I just finished Nesta Webster’s “The French Revolution; A Study in Democracy.” Now I find myself wondering how people can become experts in Revolution without breaking their own souls? I’ve read extensively on the French and Russian Revolutions, and a wee bit less on the Chinese Revolution. To sit there and absorb the millions and millions of countless deaths of people just like me — people with the same aspirations, the same hopes and dreams, the same relationships, and the same desire to live long and live well is injurious to the soul. I stood with Webster and read of the September Massacres — so infamous that the French turned September into a verb; “Septemberize.” I watched with Webster the perversions of the dead at Vendee, the cannonade of the judicially innocent due to the need to kill people more efficiently and faster, and the regicide of the man taken for villain who made the Mountain Men (Jacobins) look like saints. I stood with the crowd for the relentless lifting and lowering of Madame la Guillotine. And 230 years later I closed the book horrified.
And then on top of that the amazing and incredible cruelty visited upon those murdered. The creative and crazed torture implemented by the madmen assigned the duty of the actual killing. When one sits passively reading of the Noyades at Nantes, and then connects that to the prison camps run by the Yankees during the 2nd American Revolution, and then the Gulags in Russia, and the re-education camps in China how can one ever again be light-hearted afterwards?
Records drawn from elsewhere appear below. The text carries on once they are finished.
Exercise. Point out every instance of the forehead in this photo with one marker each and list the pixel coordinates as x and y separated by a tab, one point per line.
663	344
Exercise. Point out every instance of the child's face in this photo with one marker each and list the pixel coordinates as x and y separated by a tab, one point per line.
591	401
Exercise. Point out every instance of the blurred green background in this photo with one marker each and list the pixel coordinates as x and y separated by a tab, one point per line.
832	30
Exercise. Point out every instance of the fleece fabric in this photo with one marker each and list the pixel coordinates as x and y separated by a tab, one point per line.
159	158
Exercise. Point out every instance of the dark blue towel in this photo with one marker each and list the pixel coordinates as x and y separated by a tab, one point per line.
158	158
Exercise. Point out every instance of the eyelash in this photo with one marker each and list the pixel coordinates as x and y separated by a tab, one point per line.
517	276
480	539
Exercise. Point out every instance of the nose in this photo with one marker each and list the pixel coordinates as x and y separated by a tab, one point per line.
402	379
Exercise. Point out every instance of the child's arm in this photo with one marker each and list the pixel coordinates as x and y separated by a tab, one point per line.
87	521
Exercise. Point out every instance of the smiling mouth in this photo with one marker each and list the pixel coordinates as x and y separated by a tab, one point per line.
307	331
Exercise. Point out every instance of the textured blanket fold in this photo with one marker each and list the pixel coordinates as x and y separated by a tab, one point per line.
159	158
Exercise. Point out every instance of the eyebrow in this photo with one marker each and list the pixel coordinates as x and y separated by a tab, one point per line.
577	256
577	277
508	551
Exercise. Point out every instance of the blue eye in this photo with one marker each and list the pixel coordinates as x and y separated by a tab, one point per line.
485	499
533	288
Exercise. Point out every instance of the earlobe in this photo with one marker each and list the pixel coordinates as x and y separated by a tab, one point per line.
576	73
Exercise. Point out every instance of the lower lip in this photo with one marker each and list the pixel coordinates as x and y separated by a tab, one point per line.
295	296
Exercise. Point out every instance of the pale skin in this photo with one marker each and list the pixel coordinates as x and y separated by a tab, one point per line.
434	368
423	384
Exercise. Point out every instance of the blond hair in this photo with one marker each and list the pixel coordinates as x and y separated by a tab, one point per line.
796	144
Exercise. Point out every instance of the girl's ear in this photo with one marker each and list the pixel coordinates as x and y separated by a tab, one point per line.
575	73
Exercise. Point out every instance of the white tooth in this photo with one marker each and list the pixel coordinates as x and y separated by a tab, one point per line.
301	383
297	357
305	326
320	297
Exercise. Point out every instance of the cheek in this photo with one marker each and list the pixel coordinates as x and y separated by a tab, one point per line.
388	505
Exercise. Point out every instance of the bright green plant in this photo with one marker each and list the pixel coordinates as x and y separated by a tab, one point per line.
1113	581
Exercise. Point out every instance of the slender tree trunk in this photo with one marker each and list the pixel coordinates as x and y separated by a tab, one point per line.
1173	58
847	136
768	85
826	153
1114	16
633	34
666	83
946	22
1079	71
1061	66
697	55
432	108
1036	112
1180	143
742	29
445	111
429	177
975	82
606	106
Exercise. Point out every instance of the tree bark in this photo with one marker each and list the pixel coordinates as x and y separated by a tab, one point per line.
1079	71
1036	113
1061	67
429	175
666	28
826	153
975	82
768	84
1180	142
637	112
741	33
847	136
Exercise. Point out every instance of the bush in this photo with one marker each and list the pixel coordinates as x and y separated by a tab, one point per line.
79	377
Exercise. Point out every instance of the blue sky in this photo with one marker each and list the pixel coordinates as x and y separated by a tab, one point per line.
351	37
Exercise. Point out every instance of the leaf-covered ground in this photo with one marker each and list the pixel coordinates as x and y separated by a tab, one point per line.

The things that I have witnessed in my reading should make the strongest man just weep for days on end and cry out … “O Lord How Long?”
Yet, not only unspeakable sadness but also unquenchable fury. The desire to go back in time to rescue the judicially innocent by justly killing the killers before they can soak the earth with blood. The desire to strangle Hebert and Carrier in their cribs so they may never visit hell upon the French. This rage can only find its outlet in being maniacal in hating the ideological descendants of the Revolutionaries. Goodness knows there is plenty of them out there to rage against. This rage is a rage in favor of the judicially innocent who will surely be swallowed again in the maw of the Marxist Jacobinist if it is ever allowed again to have the whip hand. There is nothing holy about being calm and reasonable in the face of this whole thing being repeated yet again. Love of God and others demands that these demons be hated and repelled.
Then comes the resolve of “never again,” combined with the realization that we may well right now be in another Jacobin cycle as pursued by the ideological descendants of Danton, Marat, and Robespierre. Do these people ever die or do they just comeback in some kind of evil karma as Lincoln, Butler and Sherman, or as Lenin, Trotsky, and Stalin, or as Mao, Chou En-Lai, and Pol Pot?
And then one asks…. “Why them and not us?” Why are we so special that we should not have this kind of thing visited upon us? God in heaven knows that we deserve it. The blood of the unborn cries out from under the altar asking justice upon the West. Mercy Lord … just a wee bit more mercy that we or our descendants after us should not have to live in such times where we are visited again by the Jacobins.
Yet, doubtless those in the French, Chinese, and Bolshevik Revolutions and every other Revolution likewise prayed the same thing and yet were not delivered from the Robespierre, the Marat, the Stalin, the Trotsky, the Mao, and the Himmler.
God’s ways are inscrutable.
Lord, in your good pleasure should you ever visit us as a people what you visited upon those now occupying their eternal assigned abode grant me grace to meet the enemy with courage and to not quail at the deaths that some of them died.ā
This is a wonderfully stated piece.
I was filled with great emotion as I read.
Simply because we stand at the cusp of yet
another cycle of all you have described.
I believe it is enevitable.
My great grandfather walked home from yankee land to Piney Green North Carolina.
A freed prisoner of the second american revolution.
He and his fellows were unsuccessful at slaying the monetary beast.
We had better love freedom enough to fight it this time or we may
not get another chance for a long time.